Feedline and Choke: The feedline and choke can also affect the antenna’s performance. If the choke is inadequate, it can cause unstable SWR readings4.
Velocity Factor: The velocity factor you’re using (0.96) is typically for bare copper or bare aluminium. If you’re using a 300 Ohm ladder line, you might need to adjust it to around 0.94.
Remember, these are just potential issues. You might need to experiment with different lengths, check your connections, and consider your environment to find the optimal setup for your antenna. If you have an antenna analyzer, it can be a great tool to help you tune your antenna12. Good luck!
Hi All,
Having constructed the “Slim Jim” antenna from 300 Ohm ladder feeder and tuned it for a centre frequency of approx 400 MHz , I found it works perfectly well if strung up in free space.
I wanted to house the antenna in some 20mm plastic electrical conduit or similar and having tried this I found the SWR goes from 1.1-1 in free space to approx 3.0-1 in the tube ,
I am curious to know if anyone else has tried this and what was the workaround ?
Thanks
Hi Steve!
I didn’t know so I just asked ChatGTP:
Placing an antenna inside a plastic pipe can indeed affect the Standing Wave Ratio (SWR). Here are some reasons why:
Material and Thickness of the Pipe: The type of plastic used in the pipe can impact the antenna’s performance1. For instance, lower psi white PVC has the least effect on RF, while gray PVC is not good for RF1. The thickness of the pipe also plays a role. Thicker pipes like Schedule 40 and Schedule 80 PVC can affect the signal more than thinner pipes like 200 psi pipe2.
Velocity Factor: When an antenna that works fine in open air is put into a PVC pipe, there’s a velocity factor to consider1. The antenna might need to be shortened to about 68% of its open-air length1.
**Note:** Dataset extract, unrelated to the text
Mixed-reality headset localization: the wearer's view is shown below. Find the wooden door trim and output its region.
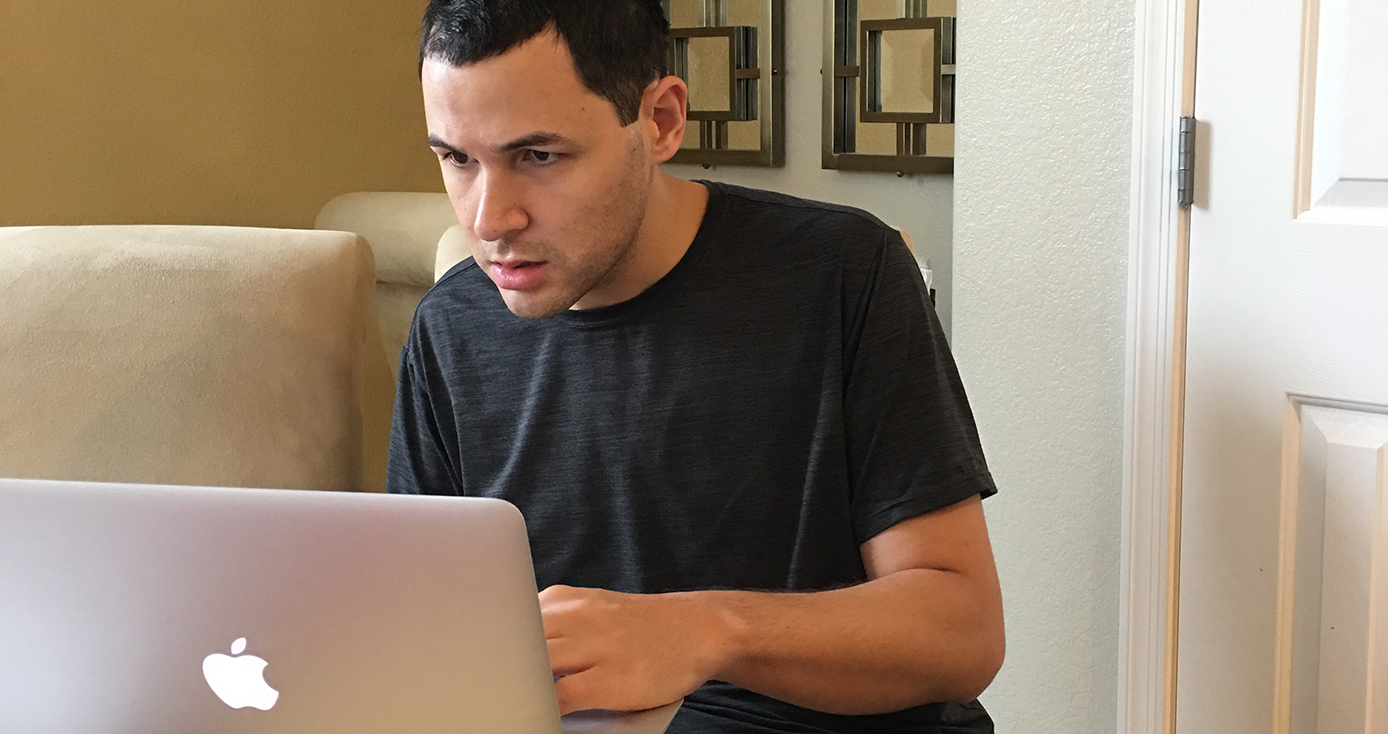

Physical Structure: A quarter-wave piece of PVC, mounted vertically, will not be rigid and may break unless it is pulled up by a support3.
Antenna Design: Some antennas are specifically designed to be installed inside PVC pipes and are tuned for that thickness of pipe1. Using the wrong type of PVC or putting an antenna not designed for PVC use can lead to poor results1.
Remember, these effects can vary based on the specific antenna design and the exact type of plastic pipe used. It’s always a good idea to test the antenna’s performance after installation to ensure it’s operating as expected.
Hi Pete. I have an old g5rv antenna. I’ll use the ladder line out of that. It has a ladder line to pl250 moulded plug on the end of the ladder line. Can I use that to instead of soldering a bit of coax to the feed point.?
Cheers Lee M7LCW
Hi Lee,
The coax has to be connected to the ladder line at a specific point, not on the end – see diagram above. I guess you could try it at the end, but check the SWR reading before transmitting as it may be off.